The pilots themselves frequently sing "Hurrah for the Next Man That Dies"—and teach it to their German guest—as a grimly sardonic defiance of death. The song was a popular World War I drinking song. The lyrics come from a much older poem written in the early 19th century, recording the bravado of British soldiers struck down by the plague in India. The poem has been attributed to two different authors, Bartholomew Dowling and W.F. Thompson, but Thompson's work appears in a volume of poetry published in Calcutta in 1835., when Dowling was 12 years old. Dowling died in 1863, 51 years before this poem was attributed to him in A Collection of Verse by California Poets (1914).

Each arrival of new replacements is announced by their cheerful singing of "Pack Up Your Troubles in Your Old Kit-Bag", demonstrating their callow eagerness.

In addition, the flyers' carousing nature is emphasized in one scene with music. After Scott's return, he and Courtney drive off in a motorcycle sidecar boisterously singing "Plum and Apple" with their enlisted driver. This was an enlisted men's/other ranks' ditty about the class distinctions of rations at the front.

==Reception==
With another world war threatening, the pacifistic script of The Dawn Patrol was well received by audiences and critics. The film was one of Warner Bros. most popular movies of 1939. According to Warner Bros. records, it earned $1,313,000 domestically and $872,000 foreign.

Variety echoed many of the critics' reactions: "Dawn Patrol sparkles because of vigorous performances of the entire cast and Edmund Goulding's sharp direction. Story [by John Monk Saunders] is reminiscent of previous yarns about the flying service at the front during the World War.
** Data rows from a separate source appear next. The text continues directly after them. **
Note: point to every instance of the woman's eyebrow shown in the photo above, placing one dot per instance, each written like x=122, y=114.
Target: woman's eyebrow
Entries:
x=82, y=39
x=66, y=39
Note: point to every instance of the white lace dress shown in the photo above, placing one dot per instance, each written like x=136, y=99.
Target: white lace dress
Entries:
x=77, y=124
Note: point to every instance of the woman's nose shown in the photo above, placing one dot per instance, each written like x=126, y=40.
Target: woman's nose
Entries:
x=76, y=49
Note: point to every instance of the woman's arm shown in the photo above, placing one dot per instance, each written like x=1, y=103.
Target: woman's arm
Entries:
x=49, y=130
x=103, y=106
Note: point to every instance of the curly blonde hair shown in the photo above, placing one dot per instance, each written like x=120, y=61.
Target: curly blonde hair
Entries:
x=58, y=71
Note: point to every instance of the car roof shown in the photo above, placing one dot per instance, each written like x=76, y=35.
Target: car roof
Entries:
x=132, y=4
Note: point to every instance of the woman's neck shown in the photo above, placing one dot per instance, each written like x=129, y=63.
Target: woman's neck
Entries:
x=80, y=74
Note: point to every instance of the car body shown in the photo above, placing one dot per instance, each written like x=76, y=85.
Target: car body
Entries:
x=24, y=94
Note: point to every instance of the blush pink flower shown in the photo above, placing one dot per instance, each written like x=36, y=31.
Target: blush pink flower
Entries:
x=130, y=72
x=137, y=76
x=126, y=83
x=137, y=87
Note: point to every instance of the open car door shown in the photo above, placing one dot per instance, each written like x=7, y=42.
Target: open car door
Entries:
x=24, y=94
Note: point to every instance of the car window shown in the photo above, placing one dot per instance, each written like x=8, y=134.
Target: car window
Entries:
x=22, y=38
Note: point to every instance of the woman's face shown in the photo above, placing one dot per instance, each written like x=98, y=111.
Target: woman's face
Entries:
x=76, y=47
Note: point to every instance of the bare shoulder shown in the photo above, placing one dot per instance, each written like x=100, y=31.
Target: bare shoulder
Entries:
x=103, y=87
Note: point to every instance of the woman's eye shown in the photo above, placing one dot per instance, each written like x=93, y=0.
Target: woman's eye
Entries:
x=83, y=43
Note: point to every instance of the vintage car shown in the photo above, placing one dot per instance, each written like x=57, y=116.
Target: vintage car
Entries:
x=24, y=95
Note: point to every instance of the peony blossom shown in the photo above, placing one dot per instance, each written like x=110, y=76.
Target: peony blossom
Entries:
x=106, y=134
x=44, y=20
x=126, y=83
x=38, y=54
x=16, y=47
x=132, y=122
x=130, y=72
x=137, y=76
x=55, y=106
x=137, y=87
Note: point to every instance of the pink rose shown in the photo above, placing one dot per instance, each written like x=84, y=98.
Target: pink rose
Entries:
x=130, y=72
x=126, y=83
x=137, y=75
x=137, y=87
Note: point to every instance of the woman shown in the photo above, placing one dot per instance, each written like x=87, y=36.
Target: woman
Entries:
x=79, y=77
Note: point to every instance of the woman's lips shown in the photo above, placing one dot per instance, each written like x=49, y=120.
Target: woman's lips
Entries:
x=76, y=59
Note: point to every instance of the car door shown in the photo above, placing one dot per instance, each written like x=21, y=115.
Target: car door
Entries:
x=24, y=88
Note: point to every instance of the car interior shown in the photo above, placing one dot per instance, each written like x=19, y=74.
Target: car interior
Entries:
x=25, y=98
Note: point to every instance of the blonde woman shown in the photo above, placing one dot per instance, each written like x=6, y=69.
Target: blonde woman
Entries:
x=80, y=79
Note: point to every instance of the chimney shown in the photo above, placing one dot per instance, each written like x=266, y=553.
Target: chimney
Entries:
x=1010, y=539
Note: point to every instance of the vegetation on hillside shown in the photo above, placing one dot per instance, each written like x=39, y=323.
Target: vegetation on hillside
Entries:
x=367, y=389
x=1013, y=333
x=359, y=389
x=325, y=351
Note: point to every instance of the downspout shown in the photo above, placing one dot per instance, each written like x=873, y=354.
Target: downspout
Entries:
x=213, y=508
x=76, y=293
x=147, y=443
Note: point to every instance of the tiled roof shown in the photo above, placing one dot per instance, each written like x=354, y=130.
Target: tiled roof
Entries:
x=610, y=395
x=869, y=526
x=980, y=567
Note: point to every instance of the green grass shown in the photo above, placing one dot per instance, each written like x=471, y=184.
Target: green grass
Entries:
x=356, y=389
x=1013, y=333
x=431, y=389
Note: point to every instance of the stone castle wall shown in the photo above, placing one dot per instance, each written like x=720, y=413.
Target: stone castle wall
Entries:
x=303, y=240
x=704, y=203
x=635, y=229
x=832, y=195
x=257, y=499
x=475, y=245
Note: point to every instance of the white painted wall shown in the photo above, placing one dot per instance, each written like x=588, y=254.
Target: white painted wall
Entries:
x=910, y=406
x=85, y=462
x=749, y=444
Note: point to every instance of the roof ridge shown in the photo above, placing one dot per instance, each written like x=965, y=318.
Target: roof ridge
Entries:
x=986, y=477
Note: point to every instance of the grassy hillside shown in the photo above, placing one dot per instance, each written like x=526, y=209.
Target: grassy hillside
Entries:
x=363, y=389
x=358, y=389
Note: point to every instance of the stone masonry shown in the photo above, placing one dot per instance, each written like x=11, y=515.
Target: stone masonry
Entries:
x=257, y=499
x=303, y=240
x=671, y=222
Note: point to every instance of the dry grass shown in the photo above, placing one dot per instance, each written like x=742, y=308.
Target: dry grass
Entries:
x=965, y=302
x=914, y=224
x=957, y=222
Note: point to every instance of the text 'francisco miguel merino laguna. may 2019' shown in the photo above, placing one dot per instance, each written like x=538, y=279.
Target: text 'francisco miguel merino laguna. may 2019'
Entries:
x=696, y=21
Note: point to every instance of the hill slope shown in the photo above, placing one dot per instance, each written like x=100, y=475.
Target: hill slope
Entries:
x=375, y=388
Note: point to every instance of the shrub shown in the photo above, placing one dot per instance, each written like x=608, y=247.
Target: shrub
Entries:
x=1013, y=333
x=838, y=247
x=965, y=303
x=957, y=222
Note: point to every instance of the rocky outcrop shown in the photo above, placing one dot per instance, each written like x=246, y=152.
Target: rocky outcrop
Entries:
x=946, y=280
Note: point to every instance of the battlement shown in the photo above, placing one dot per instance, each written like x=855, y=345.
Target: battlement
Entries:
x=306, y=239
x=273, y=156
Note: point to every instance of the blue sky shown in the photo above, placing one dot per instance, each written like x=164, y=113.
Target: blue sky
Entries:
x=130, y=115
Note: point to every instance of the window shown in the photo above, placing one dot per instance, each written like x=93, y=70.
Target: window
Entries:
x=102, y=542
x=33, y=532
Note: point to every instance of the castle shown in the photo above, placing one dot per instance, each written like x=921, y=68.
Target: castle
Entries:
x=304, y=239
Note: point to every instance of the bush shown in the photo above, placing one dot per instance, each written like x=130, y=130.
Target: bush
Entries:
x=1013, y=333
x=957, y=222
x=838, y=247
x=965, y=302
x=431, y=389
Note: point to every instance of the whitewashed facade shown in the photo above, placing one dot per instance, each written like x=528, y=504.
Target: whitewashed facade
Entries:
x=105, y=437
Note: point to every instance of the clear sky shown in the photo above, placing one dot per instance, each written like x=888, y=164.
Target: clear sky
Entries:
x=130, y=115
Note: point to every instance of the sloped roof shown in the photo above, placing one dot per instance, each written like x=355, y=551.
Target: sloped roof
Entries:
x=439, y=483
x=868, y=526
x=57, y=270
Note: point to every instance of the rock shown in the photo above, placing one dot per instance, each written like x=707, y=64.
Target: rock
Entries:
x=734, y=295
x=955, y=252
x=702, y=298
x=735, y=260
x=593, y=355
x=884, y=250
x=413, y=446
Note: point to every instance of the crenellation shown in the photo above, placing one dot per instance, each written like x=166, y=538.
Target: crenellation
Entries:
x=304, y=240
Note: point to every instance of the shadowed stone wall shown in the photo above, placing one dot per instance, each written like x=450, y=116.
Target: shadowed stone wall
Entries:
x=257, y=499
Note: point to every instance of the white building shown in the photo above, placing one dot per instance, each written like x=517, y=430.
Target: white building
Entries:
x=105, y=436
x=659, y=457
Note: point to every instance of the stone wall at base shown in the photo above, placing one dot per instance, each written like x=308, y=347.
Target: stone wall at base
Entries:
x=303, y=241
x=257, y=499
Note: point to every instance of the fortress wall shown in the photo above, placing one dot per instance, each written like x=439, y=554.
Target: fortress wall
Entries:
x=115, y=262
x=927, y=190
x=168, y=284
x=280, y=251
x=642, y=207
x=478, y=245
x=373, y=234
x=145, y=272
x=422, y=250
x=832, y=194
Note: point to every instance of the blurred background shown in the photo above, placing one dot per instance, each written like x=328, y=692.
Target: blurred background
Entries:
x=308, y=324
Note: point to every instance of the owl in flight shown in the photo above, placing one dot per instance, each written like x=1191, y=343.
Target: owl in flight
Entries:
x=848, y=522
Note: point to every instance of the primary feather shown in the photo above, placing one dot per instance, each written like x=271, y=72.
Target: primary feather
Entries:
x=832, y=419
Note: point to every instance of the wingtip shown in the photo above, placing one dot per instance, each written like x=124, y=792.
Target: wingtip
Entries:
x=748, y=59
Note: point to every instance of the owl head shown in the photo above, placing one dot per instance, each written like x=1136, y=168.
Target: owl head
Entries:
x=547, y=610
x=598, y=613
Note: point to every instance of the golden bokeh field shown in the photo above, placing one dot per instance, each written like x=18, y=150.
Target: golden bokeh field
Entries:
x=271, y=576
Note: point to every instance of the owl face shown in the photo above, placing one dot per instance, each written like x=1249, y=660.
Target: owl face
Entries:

Yet it is different in that it stresses the unreasonableness of the 'brass hats' - the commanders seated miles from the front who dispatched the 59th Squadron to certain death in carrying out combat assignments."

==Home media==
On March 27, 2007, Warner Bros. released The Dawn Patrol on DVD. Special features include Warner Night at the movies 1938: Vintage Newsreel, musical shorts "The Prisoner of Swing" and "Romance Road". Also included is the vintage Looney Tunes cartoon What Price Porky.